What city dweller hasn’t fantasized about busting through a wall to claim the apartment next door? During the pandemic, Thomas Morbitzer and Goil Amornvivat’s client, a communications executive with a one-bedroom in Manhattan’s Greenwich Village neighborhood, actually did it. The result is a 1,100-square-foot serene, two-bedroom abode. “The objective was to combine the two apartments into one cohesive home, from the architecture to the interior design,” Goil, a partner at Ammor Architecture, says. “You don’t want it to look like you just stuck a door between them.”
Given the limitations of working within a multiunit building, that’s easier said than done. There were electric panels, exhaust shafts, structural columns, plumbing risers, and gas lines to navigate. Unlike in a single-family home, such infrastructure could not be moved. There were strict wet-over-dry restrictions too, meaning kitchens and baths must remain over kitchens and baths.

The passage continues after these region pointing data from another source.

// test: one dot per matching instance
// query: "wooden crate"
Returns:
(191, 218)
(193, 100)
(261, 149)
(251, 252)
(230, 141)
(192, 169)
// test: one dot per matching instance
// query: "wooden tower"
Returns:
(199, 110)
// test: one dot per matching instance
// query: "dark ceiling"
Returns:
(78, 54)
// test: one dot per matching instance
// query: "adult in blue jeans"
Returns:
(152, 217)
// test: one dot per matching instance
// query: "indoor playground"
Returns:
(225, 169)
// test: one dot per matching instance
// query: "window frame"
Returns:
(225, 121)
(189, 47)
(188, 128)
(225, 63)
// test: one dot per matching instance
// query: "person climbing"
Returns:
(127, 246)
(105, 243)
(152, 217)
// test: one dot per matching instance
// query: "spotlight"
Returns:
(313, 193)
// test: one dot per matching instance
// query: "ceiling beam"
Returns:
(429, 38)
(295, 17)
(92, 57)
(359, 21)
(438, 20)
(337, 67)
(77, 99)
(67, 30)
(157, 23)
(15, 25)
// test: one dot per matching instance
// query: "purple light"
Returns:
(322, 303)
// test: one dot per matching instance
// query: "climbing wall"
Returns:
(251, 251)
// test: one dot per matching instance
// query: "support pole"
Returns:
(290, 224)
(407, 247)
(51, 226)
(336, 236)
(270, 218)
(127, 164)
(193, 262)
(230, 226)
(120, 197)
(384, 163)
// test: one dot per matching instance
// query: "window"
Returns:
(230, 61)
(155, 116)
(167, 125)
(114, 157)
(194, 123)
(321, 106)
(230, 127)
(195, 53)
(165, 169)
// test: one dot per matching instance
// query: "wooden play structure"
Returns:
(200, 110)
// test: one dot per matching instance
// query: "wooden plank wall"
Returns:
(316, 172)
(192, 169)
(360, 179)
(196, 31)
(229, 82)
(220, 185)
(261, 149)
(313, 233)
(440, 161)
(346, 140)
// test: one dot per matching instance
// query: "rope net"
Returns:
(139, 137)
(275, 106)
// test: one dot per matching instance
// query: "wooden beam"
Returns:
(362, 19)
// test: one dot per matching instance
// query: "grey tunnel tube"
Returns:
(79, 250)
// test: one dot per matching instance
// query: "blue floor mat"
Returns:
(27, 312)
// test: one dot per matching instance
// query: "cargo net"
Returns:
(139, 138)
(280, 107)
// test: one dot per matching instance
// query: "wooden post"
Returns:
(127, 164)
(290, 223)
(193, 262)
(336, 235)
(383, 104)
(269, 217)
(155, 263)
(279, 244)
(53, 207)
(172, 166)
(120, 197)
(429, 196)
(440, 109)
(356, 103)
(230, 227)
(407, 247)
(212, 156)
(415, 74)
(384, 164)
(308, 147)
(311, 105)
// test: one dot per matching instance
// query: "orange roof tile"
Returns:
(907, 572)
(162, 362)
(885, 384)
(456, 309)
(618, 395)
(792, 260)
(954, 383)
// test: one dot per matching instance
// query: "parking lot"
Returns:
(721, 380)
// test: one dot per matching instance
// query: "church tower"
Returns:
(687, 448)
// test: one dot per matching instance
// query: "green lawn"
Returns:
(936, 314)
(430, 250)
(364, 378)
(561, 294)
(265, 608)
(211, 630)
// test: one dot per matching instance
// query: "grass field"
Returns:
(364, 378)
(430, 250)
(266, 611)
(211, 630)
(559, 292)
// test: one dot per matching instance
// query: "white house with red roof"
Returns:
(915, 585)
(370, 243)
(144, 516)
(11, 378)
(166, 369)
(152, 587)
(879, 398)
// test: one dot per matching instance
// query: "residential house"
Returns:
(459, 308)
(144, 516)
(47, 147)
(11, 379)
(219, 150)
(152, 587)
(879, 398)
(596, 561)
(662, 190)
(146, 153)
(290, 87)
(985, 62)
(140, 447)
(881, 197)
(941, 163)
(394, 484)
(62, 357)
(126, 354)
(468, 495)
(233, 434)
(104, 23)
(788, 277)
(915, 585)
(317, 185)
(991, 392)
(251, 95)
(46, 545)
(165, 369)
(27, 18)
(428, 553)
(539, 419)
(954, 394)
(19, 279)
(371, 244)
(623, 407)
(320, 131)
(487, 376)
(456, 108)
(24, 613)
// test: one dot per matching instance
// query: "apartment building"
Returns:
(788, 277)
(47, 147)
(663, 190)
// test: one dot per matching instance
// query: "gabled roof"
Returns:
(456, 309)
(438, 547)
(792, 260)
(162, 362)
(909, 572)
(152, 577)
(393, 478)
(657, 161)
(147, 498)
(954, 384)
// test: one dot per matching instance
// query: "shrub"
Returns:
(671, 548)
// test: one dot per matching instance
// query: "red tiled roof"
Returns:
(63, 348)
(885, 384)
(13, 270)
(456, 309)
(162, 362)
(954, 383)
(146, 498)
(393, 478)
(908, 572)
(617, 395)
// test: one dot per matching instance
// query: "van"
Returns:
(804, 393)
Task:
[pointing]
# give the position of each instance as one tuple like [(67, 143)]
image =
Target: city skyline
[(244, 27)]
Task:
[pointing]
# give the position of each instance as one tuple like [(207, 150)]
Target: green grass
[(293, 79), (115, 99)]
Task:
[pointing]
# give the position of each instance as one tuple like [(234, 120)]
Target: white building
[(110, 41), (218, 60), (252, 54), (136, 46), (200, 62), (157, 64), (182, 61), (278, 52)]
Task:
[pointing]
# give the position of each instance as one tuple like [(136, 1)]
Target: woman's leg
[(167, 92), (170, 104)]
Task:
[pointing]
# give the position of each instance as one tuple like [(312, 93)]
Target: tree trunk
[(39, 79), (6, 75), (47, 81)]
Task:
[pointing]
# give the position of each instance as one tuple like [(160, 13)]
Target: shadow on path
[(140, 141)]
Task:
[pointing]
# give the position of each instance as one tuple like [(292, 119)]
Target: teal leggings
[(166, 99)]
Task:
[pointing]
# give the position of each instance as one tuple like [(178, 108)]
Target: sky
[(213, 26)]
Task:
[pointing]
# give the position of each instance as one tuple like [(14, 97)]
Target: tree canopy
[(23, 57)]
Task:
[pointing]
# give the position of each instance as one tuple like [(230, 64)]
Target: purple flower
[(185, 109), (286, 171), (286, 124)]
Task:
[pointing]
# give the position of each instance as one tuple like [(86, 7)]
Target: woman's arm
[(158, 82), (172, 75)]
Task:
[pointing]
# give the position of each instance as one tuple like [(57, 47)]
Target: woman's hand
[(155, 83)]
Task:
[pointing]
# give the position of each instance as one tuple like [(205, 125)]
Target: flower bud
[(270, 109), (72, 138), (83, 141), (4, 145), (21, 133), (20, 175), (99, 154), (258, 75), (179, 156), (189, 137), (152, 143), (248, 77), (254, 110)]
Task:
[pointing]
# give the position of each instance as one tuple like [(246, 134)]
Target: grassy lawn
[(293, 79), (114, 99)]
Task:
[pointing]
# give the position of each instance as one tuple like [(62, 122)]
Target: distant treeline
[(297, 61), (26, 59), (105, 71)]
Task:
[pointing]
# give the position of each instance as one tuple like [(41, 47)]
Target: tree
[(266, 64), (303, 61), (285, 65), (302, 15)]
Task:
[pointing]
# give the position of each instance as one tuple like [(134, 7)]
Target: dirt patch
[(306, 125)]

Still, the setup lent itself to an ideal layout, with bedroom suites bookending an expansive central living space. The small kitchen shoved in a corner is now a powder room. The dividing wall, which ran from the window to the building’s corridor, came down, as did a pair of closets that had enclosed the other kitchen and jutted out into the living area. “We were able to achieve a simple, great room design with just a few adjustments,” says Thomas, who is also a partner at the architecture firm.